The company has an Export market. About 30% of its turnover comes from export and the export markets include Europe, North America, and the Far East. The company was all ready to set up an Export-oriented unit (EOU) near Visakhapatnam, but the plan was dropped later.

== History ==

Rane group of companies was founded by Shri T. R. Ganapathy Iyer in the year 1929 and the group was originally named as Rane Madras (Ltd). It started off as a distributor of automobiles and parts. After his death, the business was taken over by his son-in-law Lakshmana Iyer Lakshminarayan, popularly known as LLN, among friends and business circles. Under the leadership of LLN, the company was shaped into an auto-component business house. LLN remained as the founder chairman of the group for over three decades.

- Early History
The company was incorporated in 1954 in Chennai. The main objective of the company is to manufacture of valves for internal combustion engines and ATE valves for Mercedes-Benz. It started with a technical collaboration with Farnborough Engineering Company Ltd. that lasted for over a decade till 1973. The valves are to be marketed under the trade name "EVL". In 1959, it established the first IC engines valve plant in chennai. In the year 1973, the company entered into a technical collaboration agreement with Kar Valves Ltd. (formerly Cochin State Power & Light Corpn. Ltd.), for the export of technical know-how and assistance for the manufacture of valves for internal combustion engines.

- Recent
Rane Engine Valve Limited was formed after Engine Valves Limited (EVL) was merged with its 100% subsidiary Engine Components Ltd (ECL) in the year 1999. The reverse merger, effective from FY99 is expected to benefit the new entity, reducing its tax liability, because of the carry forward losses of ECL. Rane Engine Valve Limited now has a more diversified product portfolio, absorbing the products of the 2 merging companies. It manufactured guides for internal combustion engines, engine camshafts and tappets, all catering to the automobile industry. The company is the largest manufacturer of engine valves in India with an 85% market share. The company was taken over by RANE HOLDINGS LIMITED and it was delisted from Bombay Stock Exchange on 15 February 2008.

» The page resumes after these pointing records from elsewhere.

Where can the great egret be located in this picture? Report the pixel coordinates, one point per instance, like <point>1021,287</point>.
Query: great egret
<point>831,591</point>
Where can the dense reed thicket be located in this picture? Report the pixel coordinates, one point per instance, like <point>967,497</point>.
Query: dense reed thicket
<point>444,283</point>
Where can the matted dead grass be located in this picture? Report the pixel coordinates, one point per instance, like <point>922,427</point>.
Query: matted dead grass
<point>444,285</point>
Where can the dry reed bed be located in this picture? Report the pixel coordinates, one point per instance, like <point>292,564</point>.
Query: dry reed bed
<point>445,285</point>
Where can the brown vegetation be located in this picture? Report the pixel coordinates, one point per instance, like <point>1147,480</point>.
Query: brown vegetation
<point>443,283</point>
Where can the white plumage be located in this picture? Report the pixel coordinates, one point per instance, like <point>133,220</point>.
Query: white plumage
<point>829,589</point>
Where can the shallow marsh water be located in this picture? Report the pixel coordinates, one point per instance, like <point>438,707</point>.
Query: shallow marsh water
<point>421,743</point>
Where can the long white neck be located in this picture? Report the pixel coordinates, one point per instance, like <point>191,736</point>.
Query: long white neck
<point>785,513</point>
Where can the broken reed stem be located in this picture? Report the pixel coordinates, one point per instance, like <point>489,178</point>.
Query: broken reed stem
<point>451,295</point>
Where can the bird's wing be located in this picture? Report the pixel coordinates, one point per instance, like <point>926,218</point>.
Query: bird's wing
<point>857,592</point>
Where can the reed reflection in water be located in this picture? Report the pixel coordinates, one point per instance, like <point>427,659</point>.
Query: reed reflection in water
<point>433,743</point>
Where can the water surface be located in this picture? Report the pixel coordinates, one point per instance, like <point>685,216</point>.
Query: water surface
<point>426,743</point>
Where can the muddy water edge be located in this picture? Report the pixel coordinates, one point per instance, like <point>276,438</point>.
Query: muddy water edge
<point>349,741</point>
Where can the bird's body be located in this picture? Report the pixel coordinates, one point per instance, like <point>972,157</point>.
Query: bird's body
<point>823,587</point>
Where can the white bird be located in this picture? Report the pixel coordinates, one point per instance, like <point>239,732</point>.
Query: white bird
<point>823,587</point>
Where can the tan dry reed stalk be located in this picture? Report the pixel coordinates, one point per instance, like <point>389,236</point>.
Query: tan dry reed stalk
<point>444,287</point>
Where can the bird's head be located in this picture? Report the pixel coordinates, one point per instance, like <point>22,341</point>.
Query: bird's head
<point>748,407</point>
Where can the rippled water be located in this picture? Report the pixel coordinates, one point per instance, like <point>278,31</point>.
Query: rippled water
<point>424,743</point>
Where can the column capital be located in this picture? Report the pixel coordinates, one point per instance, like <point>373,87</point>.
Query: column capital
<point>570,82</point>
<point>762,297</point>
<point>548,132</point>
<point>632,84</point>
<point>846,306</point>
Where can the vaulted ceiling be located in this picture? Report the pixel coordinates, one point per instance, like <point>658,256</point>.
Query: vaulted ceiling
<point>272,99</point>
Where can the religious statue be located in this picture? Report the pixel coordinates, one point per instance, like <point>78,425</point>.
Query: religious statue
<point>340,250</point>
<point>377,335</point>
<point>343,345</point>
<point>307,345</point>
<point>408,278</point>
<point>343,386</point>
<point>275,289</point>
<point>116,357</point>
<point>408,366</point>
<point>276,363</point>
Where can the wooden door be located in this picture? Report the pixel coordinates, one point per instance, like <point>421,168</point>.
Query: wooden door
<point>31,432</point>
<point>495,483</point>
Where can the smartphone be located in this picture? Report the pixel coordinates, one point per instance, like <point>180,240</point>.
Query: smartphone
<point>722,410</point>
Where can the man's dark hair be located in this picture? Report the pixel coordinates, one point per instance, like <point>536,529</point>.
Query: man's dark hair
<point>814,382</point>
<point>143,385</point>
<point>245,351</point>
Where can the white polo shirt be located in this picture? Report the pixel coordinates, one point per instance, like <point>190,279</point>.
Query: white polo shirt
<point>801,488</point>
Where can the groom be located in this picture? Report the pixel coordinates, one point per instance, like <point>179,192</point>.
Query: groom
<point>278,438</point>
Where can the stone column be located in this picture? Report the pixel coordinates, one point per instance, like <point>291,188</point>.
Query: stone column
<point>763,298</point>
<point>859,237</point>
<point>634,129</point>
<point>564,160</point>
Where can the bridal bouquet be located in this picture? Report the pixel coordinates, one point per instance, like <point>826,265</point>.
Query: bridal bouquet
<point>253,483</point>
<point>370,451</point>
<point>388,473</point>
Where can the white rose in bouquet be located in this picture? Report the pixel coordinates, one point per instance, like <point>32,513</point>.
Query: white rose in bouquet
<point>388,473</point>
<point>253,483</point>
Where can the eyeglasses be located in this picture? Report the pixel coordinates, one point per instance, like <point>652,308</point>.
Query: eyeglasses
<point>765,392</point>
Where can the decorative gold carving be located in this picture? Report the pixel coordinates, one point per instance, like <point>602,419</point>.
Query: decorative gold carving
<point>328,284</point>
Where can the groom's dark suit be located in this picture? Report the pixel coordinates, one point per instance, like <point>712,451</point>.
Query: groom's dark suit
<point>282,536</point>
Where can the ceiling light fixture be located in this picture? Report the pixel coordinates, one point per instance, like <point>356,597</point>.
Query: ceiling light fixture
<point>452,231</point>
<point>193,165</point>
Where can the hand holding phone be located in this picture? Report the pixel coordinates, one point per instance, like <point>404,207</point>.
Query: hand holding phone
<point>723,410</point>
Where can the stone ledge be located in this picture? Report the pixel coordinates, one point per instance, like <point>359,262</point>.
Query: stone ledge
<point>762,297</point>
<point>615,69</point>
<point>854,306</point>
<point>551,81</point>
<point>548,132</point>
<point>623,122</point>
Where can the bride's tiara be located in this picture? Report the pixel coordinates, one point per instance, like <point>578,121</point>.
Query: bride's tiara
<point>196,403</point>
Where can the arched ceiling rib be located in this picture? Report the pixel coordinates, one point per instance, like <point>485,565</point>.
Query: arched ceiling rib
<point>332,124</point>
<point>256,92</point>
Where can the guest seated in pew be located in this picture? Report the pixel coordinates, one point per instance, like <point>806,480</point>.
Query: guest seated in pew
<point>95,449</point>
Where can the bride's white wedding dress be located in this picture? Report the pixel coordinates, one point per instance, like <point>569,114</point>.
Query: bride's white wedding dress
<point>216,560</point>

Today, the company has five plants. The plants in Alandur (Chennai), Medchal (Hyderabad), Aziz Nagar (Hyderabad) and Trichy are involved in the manufacture of Engine Valves and the plant in Ponneri (Chennai)is involved in the manufacture of Guides and Tappets.

==Awards and recognition==

- The company was awarded ISO 14001 certification from RWTUV, Germany, for its environment management policy and systems in all its five manufacturing locations in the year 2002.
- The company received the QS 9000 certification from RWTUV, Germany in 2000.
- It also has ISO/TS 16949-2002 and ISO/TS 16949:2009 awarded during the years 2004 and 2010 respectively.
- Wins the Volkswagen Group Best Supplier Award for 2008.
- Awarded the Best in Class Performance in Quality PPM award by Ashok Leyland during the year 2010–11
- Awarded Pancharatna Award for Best Supply Chain Management by Mahindra and Mahindra (2010–11)
- The company received the `Best Supplier Award' from Deutz AG of Germany.